この敬愛する眞子内親王殿下の生涯をかけた恋路を邪魔する人の気が知れない。我が娘も同じ年頃だが、「そんなに好きなら結婚させたらいいじゃない。だめなら離婚すればよいのだから。」と言っている。まさにその通りである。民間人になった後に離婚しても、皇統になんの関係も影響もない。気の毒なだけである。前号にも登場していただいた、尊皇家で知られるC氏は尊皇愛国団体の機関月刊誌で皇室の尊厳と題して書いている。曰く「自らのご修養中に皇族としての御自覚が育たなかったのかもしれません」「大きな御自覚をお持ちいただく必要があったのです。」「皇位の尊厳というものを深くご理解されて(中略)思い至らなくてはならないのです。」「国民の信を覆すような御結婚は残念ながらありえないのです」等々ことば丁重であるがなんとも上から目線ではないか。実に不愉快かつ慇懃無礼な文章が延々と続くのである。繰り返すが眞子様はお父様お母様が「個人として」大学で知り合った人が好きになり結婚したのと同じように「個人として」結婚しようとしている。皇族公人としてではなく、個人として結婚したいのだ。おじいさまである天皇陛下御自ら、平成28年8月の譲位のお言葉で、ご自分を「個人」とおっしゃっているではないですか。お孫さんが「個人」として結婚したいとおっしゃっているのに、C氏はいまさら何を言っているののでしょうか。

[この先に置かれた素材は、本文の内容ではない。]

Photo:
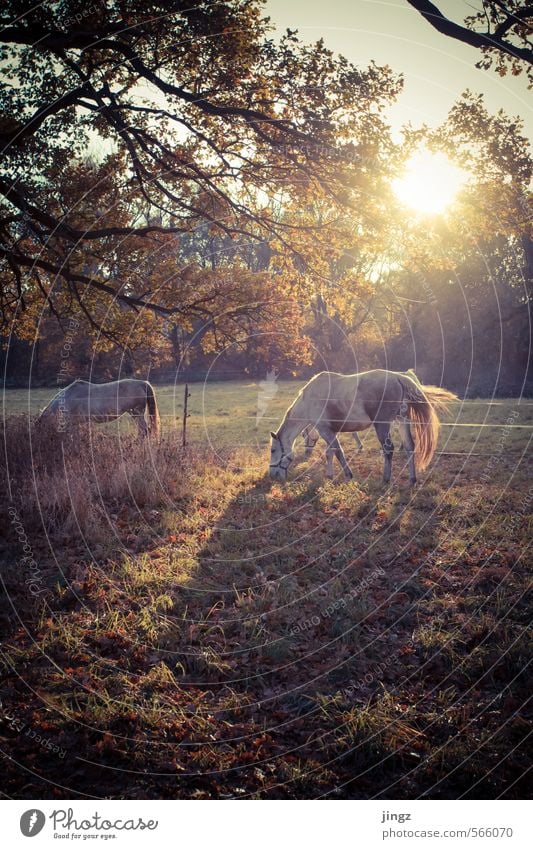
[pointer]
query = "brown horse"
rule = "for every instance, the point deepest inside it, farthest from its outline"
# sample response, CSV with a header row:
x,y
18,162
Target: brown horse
x,y
333,403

御結婚問題では保守派尊皇家が先頭を切ってネトウヨを牽引して猛反対しているが、もしお二人がお幸せに添い遂げたなら、なんと言うのだろうか。振り上げた拳の持って行きようがないことほど滑稽なものはない。C氏は同じ文書で歴代天皇の神性について語っている「天皇は神そのものではないとしても神性をお持ちであり、まさしく神に等しい存在であって、その神性は何ら変わることはありません。万葉集に雷の上に庵する、と詠まれたようにその神性に揺るぎはありません。」なるほど素晴らしい。全く同感である。史上初の敗戦を喫して外国軍に占拠されても些かも毀損されなかった神性・尊厳が、小室母子によって毀損されるものなのだろうか。

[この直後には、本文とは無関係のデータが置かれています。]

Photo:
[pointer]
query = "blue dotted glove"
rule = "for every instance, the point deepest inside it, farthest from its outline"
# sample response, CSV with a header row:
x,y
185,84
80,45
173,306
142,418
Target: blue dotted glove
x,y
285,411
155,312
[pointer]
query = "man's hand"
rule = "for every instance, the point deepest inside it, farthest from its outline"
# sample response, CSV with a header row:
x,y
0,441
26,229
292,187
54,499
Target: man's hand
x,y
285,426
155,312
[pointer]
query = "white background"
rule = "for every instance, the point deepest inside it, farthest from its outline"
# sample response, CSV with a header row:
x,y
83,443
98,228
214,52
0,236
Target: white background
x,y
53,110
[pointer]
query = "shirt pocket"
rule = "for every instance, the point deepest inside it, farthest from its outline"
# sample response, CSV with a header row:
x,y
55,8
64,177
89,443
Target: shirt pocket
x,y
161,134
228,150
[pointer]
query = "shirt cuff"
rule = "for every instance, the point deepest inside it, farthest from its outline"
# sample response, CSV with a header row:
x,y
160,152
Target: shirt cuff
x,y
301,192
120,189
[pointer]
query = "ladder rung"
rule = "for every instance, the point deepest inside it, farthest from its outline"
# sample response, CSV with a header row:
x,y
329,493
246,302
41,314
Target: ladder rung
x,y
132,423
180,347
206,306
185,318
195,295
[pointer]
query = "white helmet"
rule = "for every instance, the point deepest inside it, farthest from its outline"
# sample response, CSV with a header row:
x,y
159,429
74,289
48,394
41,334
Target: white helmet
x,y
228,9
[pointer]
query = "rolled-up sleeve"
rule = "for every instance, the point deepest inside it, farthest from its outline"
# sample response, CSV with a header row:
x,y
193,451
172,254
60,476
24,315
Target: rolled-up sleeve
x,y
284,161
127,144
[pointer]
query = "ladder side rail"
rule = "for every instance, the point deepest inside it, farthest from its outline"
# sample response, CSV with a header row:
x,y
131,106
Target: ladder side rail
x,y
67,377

また前述のB氏は同じ月刊誌の中で、現行憲法下においての内親王女王の降嫁について「八例を数えており以上の前例の中で今回のような問題があったとは寡聞にして聞かない」と書いている。まさに寡聞である。詳細は言いたくないし言うべきでもないが、挙げられた八例の冒頭の例でまさに大事件大悲劇が起こったではないか。昭憲皇太后のご実家一条家、英照皇太后と貞明皇后のご実家九条家と並ぶ五摂家の一つに降嫁された内親王がどれほど悲惨な目に遭ったかご存じないと見える。この御結婚の時はその悲惨な末路を一体誰が想像しただろうか。繰り返すが結婚とは運であり賭けである。そしてさらに言う。その天皇の姉君(民間人なので姉宮ではない)の夫の不祥事によって、天皇の尊厳が些かでも毀損されたのか。皆無ではないか。繰り返す。皇室の尊厳というが、既に天皇皇族は個人になってしまっており公人ではないのだ。そしてもう一つ。皇室の尊厳・神性がそれほど確固たるものであれば、姉の配偶者によってそれほど毀損されるものなのか、具体的にどういうふうに毀損されるのか教えていただきたいものだ。(続く)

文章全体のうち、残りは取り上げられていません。